Growth and characterization of Sb2(SxSe1-x)3 thin films prepared by chemical-molecular beam deposition for solar cell applications

•Deposition technology for antimony sulfide selenide (Sb2(SxSe1-x)3) thin films.•Sb2(SxSe1-x)3 thin films obtained by the chemical molecular beam deposition method.•Band gap of Sb2(SxSe1-x)3 was 1.2–1.36 eV by varying S/(S+Se) ratio from 0.03 to 0.08.•Changing the ratio shifts peaks toward a higher 2θ angle (+0.15°). Antimony sulfide selenide, Sb2(SxSe1-x)3 (x = 0–1), is a tunable bandgap compound that combines the advantages of antimony sulfide (Sb2S3) and antimony selenide (Sb2Se3).
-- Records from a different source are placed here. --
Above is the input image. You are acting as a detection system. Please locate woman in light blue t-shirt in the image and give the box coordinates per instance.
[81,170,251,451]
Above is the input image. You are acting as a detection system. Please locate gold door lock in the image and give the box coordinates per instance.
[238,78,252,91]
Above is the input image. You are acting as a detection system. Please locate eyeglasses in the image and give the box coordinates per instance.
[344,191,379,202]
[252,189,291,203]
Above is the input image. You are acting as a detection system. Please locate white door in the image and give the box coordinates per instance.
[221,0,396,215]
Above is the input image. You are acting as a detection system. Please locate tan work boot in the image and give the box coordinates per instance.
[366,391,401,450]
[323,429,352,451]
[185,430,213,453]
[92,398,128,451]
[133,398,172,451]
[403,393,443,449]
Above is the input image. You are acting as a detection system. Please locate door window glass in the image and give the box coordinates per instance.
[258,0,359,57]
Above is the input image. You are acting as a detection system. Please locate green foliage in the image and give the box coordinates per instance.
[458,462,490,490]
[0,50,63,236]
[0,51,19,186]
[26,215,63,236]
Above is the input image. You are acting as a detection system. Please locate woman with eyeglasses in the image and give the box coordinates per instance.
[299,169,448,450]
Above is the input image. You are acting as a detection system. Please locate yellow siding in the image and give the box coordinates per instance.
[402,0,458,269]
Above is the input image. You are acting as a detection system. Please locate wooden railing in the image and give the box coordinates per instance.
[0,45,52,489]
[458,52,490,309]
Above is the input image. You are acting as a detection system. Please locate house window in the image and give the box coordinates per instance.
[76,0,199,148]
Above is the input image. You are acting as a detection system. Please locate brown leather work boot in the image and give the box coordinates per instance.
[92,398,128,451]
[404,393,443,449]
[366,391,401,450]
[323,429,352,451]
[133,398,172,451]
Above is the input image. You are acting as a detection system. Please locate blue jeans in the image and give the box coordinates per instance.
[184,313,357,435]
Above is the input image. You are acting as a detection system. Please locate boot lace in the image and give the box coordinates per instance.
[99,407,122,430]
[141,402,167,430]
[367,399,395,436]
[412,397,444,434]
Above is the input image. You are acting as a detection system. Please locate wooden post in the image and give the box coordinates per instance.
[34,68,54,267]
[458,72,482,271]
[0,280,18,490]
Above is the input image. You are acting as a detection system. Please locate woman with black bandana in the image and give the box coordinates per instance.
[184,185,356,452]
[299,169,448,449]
This material shows great potential as a light-absorbing material for low-cost, low-toxicity, and highly stable thin-film solar cells. In this study, Sb2(SxSe1-x)3 thin films were deposited by chemical-molecular beam deposition on soda-lime glass substrates using antimony (Sb), selenium (Se), and sulfur (S) precursors at a substrate temperature of 420 °C. By independently controlling the source temperatures of Sb, Se, and S, Sb2(SxSe1-x)3 thin films with varying component ratios were obtained. Scanning electron microscopy revealed significant changes in the surface morphology of the films depending on the elemental ratio of [S]/([S]+[Se]). Crystallites shaped like cylindrical microrods with d = 0.5–2 µm diameter and l = 3–5 µm length were grown at a certain angle on the substrate. X-ray diffraction patterns showed peaks corresponding to the orthorhombic structures of Sb2Se3, Sb2S3 and their ternary compounds Sb2(SxSe1-x)3. The optical characterization revealed a high absorption coefficient of 105 cm−1 in the visible and near-infrared light regions. The band gap of the compounds changed almost linearly from 1.2 eV to 1.36 eV with a change in the ratio of elements [S]/([S]+[Se]) from 0.03 to 0.08.